The Gold Plaque for Best Student Short (Documentary) is awarded to GOODBYE, MANDIMA (Switzerland), for its heartrending dissection of a seminal moment in time captured in a single photograph. The rupture between past and future is so beautifully articulated, and so deeply felt, that the final shot manages to leave you breathless. Director: Robert-Jan Lacombe.
The jury awards a Special Mention to GRANDMOTHERS (UK). This short truly defies categorization –all at once an animated, short, student, documentary film combining a very personal (almost narrative approach) and an innovative visual specificity– painting a picture far beyond its 9 1/2 minutes of loss and recovery in the multi-generational search for Argentina’s “disappeared.” Director: Afarin Eghbal.
INTERCOM Competition
The Gold Hugo goes to SUVA - THE MOMENT OF TRUTH by Seed Audio-Visual Communication, commissioned by insurance company SUVA to promote work safety.

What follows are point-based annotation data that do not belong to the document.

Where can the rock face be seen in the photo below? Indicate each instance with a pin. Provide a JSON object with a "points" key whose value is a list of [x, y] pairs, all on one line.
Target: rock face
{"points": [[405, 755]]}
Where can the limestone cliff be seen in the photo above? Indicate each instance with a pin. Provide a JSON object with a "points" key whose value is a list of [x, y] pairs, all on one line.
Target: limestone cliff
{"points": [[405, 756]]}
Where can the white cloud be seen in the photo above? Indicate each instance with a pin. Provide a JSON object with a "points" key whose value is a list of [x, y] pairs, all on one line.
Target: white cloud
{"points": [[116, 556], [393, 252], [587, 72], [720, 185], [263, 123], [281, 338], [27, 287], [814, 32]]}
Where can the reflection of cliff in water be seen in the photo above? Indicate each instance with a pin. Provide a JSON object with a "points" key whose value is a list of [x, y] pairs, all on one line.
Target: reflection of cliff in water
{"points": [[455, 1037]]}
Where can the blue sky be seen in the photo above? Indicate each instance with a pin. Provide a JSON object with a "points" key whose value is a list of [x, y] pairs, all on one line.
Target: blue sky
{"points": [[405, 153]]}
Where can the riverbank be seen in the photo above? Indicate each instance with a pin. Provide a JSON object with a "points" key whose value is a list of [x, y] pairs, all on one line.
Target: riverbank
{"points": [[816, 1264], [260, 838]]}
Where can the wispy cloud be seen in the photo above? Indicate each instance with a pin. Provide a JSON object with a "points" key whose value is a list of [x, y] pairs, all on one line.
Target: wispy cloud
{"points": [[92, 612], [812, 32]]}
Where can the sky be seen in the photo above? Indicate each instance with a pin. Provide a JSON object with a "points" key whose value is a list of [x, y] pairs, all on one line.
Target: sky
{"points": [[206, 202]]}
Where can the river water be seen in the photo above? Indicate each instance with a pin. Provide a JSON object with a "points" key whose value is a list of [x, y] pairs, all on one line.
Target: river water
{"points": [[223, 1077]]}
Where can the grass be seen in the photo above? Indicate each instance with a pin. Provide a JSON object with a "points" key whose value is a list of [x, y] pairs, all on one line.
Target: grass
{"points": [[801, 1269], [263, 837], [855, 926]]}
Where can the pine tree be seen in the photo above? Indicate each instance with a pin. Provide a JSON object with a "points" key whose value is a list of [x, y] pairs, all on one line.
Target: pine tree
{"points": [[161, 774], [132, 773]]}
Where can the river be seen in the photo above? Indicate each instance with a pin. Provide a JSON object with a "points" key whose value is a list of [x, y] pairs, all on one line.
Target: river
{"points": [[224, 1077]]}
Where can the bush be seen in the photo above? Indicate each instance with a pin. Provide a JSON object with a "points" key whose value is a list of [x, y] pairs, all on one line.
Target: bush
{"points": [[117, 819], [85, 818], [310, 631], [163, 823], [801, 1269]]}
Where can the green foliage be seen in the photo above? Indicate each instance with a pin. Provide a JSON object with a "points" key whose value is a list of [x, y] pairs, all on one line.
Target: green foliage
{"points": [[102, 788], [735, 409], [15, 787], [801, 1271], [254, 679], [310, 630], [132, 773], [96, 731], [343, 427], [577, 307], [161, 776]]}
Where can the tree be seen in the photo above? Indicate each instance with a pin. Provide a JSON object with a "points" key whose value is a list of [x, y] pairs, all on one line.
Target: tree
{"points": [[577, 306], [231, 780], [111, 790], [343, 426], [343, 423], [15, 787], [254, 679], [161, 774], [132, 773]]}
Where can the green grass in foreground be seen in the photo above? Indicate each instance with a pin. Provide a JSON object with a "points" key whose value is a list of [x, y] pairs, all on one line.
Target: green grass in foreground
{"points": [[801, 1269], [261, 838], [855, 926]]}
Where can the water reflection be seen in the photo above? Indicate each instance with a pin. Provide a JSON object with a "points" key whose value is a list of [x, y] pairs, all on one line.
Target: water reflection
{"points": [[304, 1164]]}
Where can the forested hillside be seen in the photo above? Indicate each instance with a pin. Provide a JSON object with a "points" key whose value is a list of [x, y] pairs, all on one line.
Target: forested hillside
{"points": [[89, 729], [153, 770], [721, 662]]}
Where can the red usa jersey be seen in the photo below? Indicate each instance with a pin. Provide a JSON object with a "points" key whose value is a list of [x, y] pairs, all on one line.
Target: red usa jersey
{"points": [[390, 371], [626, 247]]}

The Silver Hugo goes to OSTEOBLASTS AND OSTEOCLASTS by Random42 Medical Animation, the world’s premier medical animation company.
The INTERCOM Competition Jury includes Ron Falzone, Cortney Groves and Kim Kubiak.
Chicago Award
The Chicago Award, presented to a Chicago or Illinois artist for the best feature, short film or documentary, goes to L TRAIN, directed by Anna Musso. It is purposeful, mysterious and formal in a way that heightened its expressiveness.